Я видел, что Огарёк устал от скачки. С непривычки ему, должно быть, приходилось совсем худо, всё тело ломило, и он изо всех сил старался не соскользнуть с собачьей спины. Рудо раздражённо тряс ушами, недоволен был лишним всадником, который, наверное, больно цеплялся пальцами за шерсть на загривке. Я-то почти сразу приучился скакать на монфе верхом, внутренним чутьём понял, будто нашептал мне кто-то. Знал, как сесть так, чтобы псу было не тяжело, и чтобы у себя спина и ноги не болели, хоть полдня лети стрелой, и седло нам с Рудо действительно ни к чему, обходились лёгкой кожаной сбруей, оплетающей пёсью грудь. Там, где я сжимал пёсьи бока бёдрами, подшёрсток давно свалялся, стал похож на ощупь на шерстяное одеяло – чем не седло?
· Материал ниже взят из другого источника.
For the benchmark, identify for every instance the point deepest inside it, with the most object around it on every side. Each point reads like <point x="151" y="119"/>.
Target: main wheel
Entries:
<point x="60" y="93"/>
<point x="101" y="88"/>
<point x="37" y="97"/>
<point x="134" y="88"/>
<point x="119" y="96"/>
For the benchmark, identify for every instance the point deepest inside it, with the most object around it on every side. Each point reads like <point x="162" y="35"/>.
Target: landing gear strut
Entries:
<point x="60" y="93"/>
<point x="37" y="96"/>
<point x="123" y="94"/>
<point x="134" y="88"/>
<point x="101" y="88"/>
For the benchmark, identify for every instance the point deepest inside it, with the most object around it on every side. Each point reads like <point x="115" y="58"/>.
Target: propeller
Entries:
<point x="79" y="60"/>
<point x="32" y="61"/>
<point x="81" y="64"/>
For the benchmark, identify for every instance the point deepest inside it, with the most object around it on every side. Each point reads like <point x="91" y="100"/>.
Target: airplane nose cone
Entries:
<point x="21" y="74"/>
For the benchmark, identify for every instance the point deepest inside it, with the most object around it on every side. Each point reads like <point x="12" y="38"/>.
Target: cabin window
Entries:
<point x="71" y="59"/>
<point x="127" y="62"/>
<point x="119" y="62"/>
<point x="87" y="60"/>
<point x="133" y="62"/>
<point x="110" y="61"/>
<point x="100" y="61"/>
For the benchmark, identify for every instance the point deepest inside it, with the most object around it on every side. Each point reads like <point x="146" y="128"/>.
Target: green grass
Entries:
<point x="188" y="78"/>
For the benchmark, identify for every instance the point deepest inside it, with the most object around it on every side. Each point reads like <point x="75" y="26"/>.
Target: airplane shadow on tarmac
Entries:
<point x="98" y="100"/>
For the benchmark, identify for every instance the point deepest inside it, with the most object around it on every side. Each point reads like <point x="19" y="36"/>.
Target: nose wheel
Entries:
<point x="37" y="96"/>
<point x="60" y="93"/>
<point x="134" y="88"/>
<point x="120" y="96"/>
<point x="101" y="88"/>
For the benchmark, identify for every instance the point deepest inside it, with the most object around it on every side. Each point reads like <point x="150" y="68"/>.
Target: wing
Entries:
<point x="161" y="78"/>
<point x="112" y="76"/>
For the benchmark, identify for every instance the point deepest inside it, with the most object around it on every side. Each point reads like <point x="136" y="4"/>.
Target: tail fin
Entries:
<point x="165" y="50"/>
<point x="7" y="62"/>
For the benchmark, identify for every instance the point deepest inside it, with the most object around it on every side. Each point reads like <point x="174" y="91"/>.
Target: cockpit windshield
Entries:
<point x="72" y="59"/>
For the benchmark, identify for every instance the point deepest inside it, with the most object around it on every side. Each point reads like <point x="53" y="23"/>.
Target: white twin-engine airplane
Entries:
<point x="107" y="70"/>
Далеко впереди из утреннего синеватого тумана выступал обширный пологий холм, сверкающий россыпью искр – Горвень с его святилищами, богатыми теремами и торговыми площадями переливался на холме, как камень в оправе. В груди моей будто встрепенулась малая птаха, захлопала крыльями: там Видогост, он дождётся меня, а я напою его лесной водицей из чарки Смарагделя даже против Страстогоровой воли, если на то пойдёт. И хотелось мне верить, что сработает колдовство, что лесной морок спугнёт болезнь, и станет мой княжич снова бодрым и любознательным, и научу его голыми руками ловить карасей, как обещал когда-то, да не исполнил.

В думах время пролетает незаметно, и вот холм уже высился прямо перед глазами, а поле-платок осталось позади. Рудо понёсся ещё скорее, узнавая родные места, и совсем скоро перед нами выросли первые посадские дома с дворами, полными суетливых кур, цветом и формой похожими на свежевыпеченные булки, запахло почти по-городскому: навозом, срубом, кашей и дымком. Огарёк оживился, завертел патлатой головой, разглядывая посад с любопытством, которое выдавало, что прежде он здесь ни разу не бывал. Я гнал пса быстро, чтобы никто не успел нас хорошенько разглядеть, а всё же некоторые глазастые бабы чертили щепотью круг у себя на груди, заметив мальчишку с зелёной кожей. Что же, отныне слава моя пополнится новыми слухами и баснями. Зайду через день в трактир, натянув на лицо капюшон, и наверняка услышу свежий сказ о соколе Кречете, а вокруг рассказчика соберётся охочая до басен толпа, на радость хозяину заведения.

Уже замаячили тёмные бревенчатые стены детинца, но я пустил Рудо левее, в ту сторону, где подходила к городу речка Горлица.

– Куда везёшь-то? – требовательно спросил Огарёк, вовсе не заискивая, как раньше, а твёрдо решив вызнать мои планы на его счёт.

– В темницу брошу, где вору и место.

– Врёшь. Не злой ты, хоть и пугать пытаешься.

Я всё-таки думал о себе иначе.

Рудо остановился у торговой мыльни, стоящей у берега Горлицы, беззастенчиво опустил лохматую голову в лохань с речной водой и принялся шумно, прихлёбывая, лакать. Я спрыгнул на землю, повёл плечами, разминаясь, и едва успел подхватить Огарька, готового свалиться с пса неуклюжим мешком. Рудо верно понял мои намерения. Именно здесь я и надеялся оставить мальчишку.

Нет, это не была гнилая слобода с дешёвыми питейными и игорными заведениями и мыльнями со склочными девками, хотя такой рассадник людских пороков, несомненно, в Горвене имелся, и не один. Я собирался оставить Огарька пусть у падшей девки, но всё же в приличном месте, куда пьяницы и бунтари не захаживают. Земля у Горлицы – самая дорогая, здесь воду в мыльню можно качать прямо из реки журавлём, и здесь вряд ли встретишь любителей шумных развлечений и драк.